Namun, dalam jangka panjang, inflasi dan kurangnya investasi asing tetap menjadi risiko potensial. Para ekonom telah berulang kali memperingatkan bahwa ekonomi Rusia berisiko mengalami stagnasi akibat kurangnya investasi di luar sektor pertahanan.
Para ahli mengatakan kombinasi kebijakan moneter yang ketat, sanksi Barat, harga minyak yang rendah, gangguan rantai pasokan, dan inflasi yang tinggi mendorong Rusia menuju resesi.
Selain itu, Pusat Analisis Makroekonomi dan Prakiraan Jangka Pendek di Rusia menyatakan bahwa sebagian besar sektor sipil telah mengalami resesi dan belum ada tanda-tanda pemulihan pertumbuhan. "Tampaknya ekonomi yang stagnan telah terbentuk," ujar para analis di pusat tersebut.
Presiden Rusia Vladimir Putin (Foto: Sputnik).
Terlepas dari peringatannya, Bapak Reshetnikov juga menegaskan bahwa resesi bukanlah sesuatu yang tak terelakkan. "Saya tidak memprediksi akan ada resesi. Saya katakan kita sudah dekat.
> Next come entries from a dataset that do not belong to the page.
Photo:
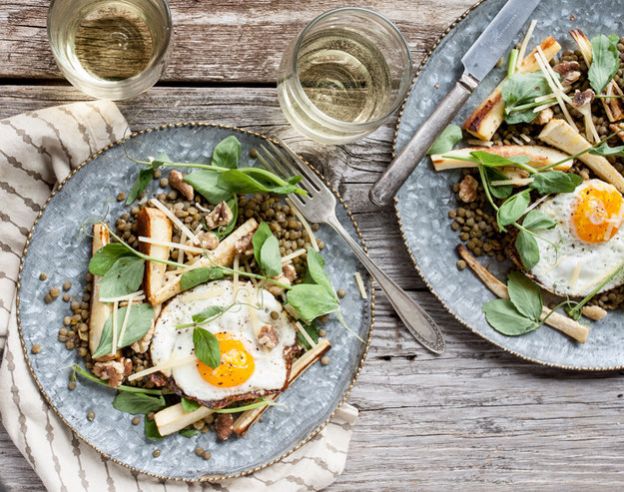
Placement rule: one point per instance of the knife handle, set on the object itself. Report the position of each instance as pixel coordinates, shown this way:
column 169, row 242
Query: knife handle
column 399, row 170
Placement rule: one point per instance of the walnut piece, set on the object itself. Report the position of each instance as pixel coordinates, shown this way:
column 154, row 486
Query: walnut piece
column 113, row 371
column 220, row 216
column 176, row 181
column 468, row 189
column 267, row 337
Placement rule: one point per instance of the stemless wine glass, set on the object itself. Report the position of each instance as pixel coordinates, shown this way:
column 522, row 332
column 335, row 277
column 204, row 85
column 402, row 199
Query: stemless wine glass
column 110, row 49
column 345, row 73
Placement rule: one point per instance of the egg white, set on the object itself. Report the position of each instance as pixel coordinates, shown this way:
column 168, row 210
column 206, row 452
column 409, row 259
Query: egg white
column 574, row 268
column 271, row 369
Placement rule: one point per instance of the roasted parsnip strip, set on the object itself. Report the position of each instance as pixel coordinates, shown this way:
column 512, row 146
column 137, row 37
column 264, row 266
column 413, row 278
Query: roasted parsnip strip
column 485, row 120
column 223, row 255
column 561, row 135
column 100, row 311
column 248, row 418
column 156, row 226
column 561, row 323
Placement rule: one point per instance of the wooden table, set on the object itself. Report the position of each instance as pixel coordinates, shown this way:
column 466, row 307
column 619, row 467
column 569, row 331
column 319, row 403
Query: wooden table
column 474, row 417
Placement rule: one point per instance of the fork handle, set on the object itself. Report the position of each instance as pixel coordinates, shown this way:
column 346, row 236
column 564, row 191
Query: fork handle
column 421, row 326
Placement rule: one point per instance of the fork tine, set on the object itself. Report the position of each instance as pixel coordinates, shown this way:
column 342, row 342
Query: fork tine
column 299, row 165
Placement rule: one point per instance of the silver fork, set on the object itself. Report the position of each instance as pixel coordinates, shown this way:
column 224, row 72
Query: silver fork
column 320, row 207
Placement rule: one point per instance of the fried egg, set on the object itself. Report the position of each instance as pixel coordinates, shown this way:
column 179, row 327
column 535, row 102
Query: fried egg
column 587, row 243
column 246, row 367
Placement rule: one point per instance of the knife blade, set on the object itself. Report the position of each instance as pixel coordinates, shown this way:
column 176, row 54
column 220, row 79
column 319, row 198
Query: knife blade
column 478, row 61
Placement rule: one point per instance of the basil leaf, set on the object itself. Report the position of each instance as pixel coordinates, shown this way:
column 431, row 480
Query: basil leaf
column 208, row 313
column 188, row 433
column 124, row 277
column 313, row 331
column 263, row 232
column 105, row 258
column 527, row 249
column 316, row 271
column 513, row 208
column 206, row 347
column 555, row 182
column 138, row 403
column 311, row 301
column 605, row 150
column 139, row 322
column 525, row 296
column 504, row 318
column 445, row 142
column 200, row 276
column 270, row 257
column 151, row 430
column 189, row 405
column 521, row 89
column 605, row 62
column 206, row 183
column 227, row 153
column 536, row 220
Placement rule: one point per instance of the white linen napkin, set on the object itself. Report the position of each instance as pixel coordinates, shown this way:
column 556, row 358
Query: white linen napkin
column 37, row 150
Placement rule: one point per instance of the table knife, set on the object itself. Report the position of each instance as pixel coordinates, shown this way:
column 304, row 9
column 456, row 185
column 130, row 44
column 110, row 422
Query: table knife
column 478, row 61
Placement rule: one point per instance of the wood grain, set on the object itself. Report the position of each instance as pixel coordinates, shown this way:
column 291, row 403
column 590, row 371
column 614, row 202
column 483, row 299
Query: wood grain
column 222, row 41
column 475, row 417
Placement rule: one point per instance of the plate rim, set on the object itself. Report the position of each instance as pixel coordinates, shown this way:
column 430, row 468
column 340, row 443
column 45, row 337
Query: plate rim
column 204, row 478
column 415, row 263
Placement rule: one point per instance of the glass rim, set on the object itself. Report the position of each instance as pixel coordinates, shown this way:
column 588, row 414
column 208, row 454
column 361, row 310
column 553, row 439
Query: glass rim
column 295, row 67
column 153, row 62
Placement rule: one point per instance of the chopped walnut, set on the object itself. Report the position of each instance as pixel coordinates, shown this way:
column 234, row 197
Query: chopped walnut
column 113, row 371
column 224, row 426
column 544, row 116
column 468, row 189
column 220, row 216
column 267, row 337
column 176, row 181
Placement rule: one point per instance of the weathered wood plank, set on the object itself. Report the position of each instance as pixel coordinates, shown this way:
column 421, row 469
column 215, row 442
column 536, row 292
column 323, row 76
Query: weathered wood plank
column 475, row 416
column 229, row 41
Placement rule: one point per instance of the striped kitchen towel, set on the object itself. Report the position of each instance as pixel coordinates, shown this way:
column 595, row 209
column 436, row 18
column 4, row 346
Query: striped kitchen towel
column 37, row 150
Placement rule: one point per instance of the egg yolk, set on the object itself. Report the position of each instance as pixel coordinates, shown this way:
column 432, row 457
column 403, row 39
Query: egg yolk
column 237, row 365
column 597, row 214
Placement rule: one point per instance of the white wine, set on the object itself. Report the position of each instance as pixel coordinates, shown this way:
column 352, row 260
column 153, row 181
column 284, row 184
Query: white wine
column 111, row 44
column 340, row 80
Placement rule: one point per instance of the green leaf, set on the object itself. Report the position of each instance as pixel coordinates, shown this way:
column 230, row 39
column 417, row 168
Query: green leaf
column 450, row 137
column 206, row 183
column 124, row 277
column 227, row 153
column 263, row 232
column 189, row 405
column 313, row 331
column 139, row 322
column 138, row 403
column 605, row 62
column 151, row 430
column 105, row 258
column 521, row 89
column 188, row 433
column 555, row 182
column 206, row 347
column 527, row 249
column 536, row 220
column 198, row 276
column 311, row 301
column 525, row 296
column 504, row 318
column 604, row 150
column 316, row 271
column 270, row 257
column 208, row 313
column 513, row 208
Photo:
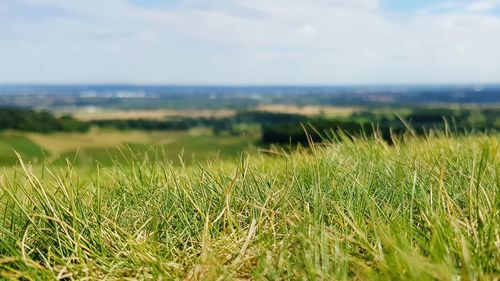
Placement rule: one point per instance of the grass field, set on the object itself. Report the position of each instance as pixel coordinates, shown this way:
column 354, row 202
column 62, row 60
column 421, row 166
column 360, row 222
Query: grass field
column 425, row 209
column 106, row 146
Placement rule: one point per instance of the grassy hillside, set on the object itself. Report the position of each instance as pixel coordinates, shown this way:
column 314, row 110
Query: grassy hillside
column 105, row 146
column 424, row 210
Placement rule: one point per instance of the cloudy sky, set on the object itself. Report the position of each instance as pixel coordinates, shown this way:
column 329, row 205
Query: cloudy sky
column 249, row 41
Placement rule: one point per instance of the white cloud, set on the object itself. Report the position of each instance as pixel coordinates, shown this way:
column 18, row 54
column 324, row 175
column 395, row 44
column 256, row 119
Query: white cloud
column 237, row 41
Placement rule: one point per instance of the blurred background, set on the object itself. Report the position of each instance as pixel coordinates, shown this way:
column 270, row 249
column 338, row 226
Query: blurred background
column 89, row 81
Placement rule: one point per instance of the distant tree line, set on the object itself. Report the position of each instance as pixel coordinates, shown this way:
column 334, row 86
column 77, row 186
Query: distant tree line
column 278, row 128
column 419, row 121
column 38, row 121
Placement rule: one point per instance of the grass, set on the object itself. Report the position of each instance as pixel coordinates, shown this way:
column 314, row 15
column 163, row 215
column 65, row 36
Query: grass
column 424, row 209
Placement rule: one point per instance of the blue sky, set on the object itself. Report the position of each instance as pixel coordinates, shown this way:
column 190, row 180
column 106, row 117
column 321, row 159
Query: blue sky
column 249, row 42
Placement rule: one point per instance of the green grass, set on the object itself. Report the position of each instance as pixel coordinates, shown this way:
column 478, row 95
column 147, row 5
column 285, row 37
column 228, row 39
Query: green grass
column 109, row 146
column 426, row 209
column 28, row 149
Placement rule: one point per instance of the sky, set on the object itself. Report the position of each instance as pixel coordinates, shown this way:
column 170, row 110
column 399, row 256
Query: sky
column 250, row 42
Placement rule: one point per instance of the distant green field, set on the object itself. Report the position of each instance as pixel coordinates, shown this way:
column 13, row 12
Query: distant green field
column 106, row 147
column 423, row 209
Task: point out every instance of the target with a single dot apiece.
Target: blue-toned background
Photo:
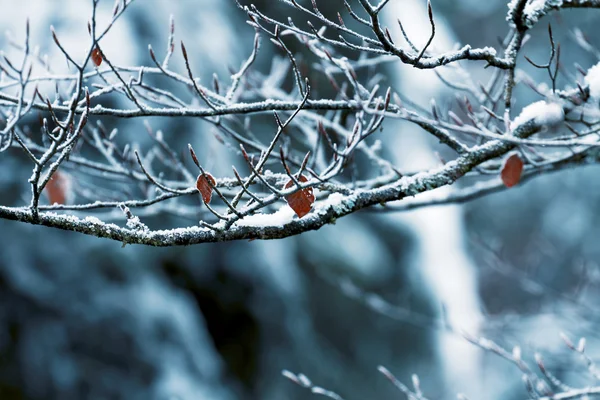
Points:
(85, 318)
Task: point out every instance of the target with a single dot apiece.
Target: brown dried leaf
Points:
(301, 201)
(96, 56)
(511, 170)
(204, 187)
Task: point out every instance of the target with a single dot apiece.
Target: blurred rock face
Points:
(84, 318)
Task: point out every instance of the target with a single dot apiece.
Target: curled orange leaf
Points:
(302, 200)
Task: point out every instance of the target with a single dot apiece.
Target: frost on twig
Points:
(320, 154)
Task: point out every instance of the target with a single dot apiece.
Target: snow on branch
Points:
(295, 171)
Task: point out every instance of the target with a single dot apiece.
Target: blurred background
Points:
(86, 318)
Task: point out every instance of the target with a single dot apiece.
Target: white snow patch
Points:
(592, 79)
(542, 112)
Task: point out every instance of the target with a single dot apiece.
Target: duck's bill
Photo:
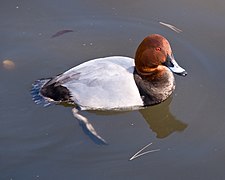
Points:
(173, 66)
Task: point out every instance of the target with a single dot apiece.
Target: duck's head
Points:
(154, 56)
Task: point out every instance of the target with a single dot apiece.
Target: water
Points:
(47, 143)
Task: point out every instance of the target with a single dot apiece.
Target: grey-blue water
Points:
(48, 143)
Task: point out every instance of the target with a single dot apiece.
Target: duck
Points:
(115, 82)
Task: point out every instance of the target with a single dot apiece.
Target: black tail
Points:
(37, 97)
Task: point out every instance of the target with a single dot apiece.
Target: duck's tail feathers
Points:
(37, 97)
(88, 128)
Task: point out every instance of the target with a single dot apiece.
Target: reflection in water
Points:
(161, 121)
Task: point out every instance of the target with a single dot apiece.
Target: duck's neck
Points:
(154, 87)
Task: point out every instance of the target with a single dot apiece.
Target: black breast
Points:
(150, 91)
Mulai saat ini, semuanya akan bergantung pada keputusan kita," ujarnya.
Menteri ekonomi Rusia telah meminta bank sentral untuk mengadopsi kebijakan yang mendukung, karena Kremlin mengakui bahwa suku bunga dasar saat ini sebesar 20% menghambat pertumbuhan.
Pada bulan Maret, Presiden Rusia Vladimir Putin mendesak para pejabat ekonomi untuk tidak membekukan perekonomian dengan biaya pinjaman yang tinggi, seolah-olah berada dalam “ruang krioterapi”.
Rusia memangkas suku bunga pada bulan Juni untuk pertama kalinya sejak 2022, tetapi biaya pinjaman tetap mendekati level rekor, yang mendorong banyak bisnis mengeluh bahwa suku bunga tinggi menghambat investasi.
Bertentangan dengan pandangan Menteri Reshetnikov, Gubernur Bank Sentral Rusia Elvira Nabiullina mengakui bahwa pertumbuhan PDB melambat, tetapi mengatakan ini adalah "cara bagi perekonomian untuk keluar dari kondisi yang terlalu panas".
Sementara itu, Menteri Keuangan Anton Siluanov mengakui ekonomi sedang mendingin tetapi optimis bahwa "setelah cuaca dingin, musim panas akan tiba".
Bapak Alexander Vedyakhin, Wakil Direktur Jenderal Sberbank, bank terbesar di Rusia, mengatakan bahwa kebijakan moneter yang terlalu ketat meningkatkan risiko "pendinginan berlebihan", dan menyerukan penurunan suku bunga yang tajam menjadi 12-14%.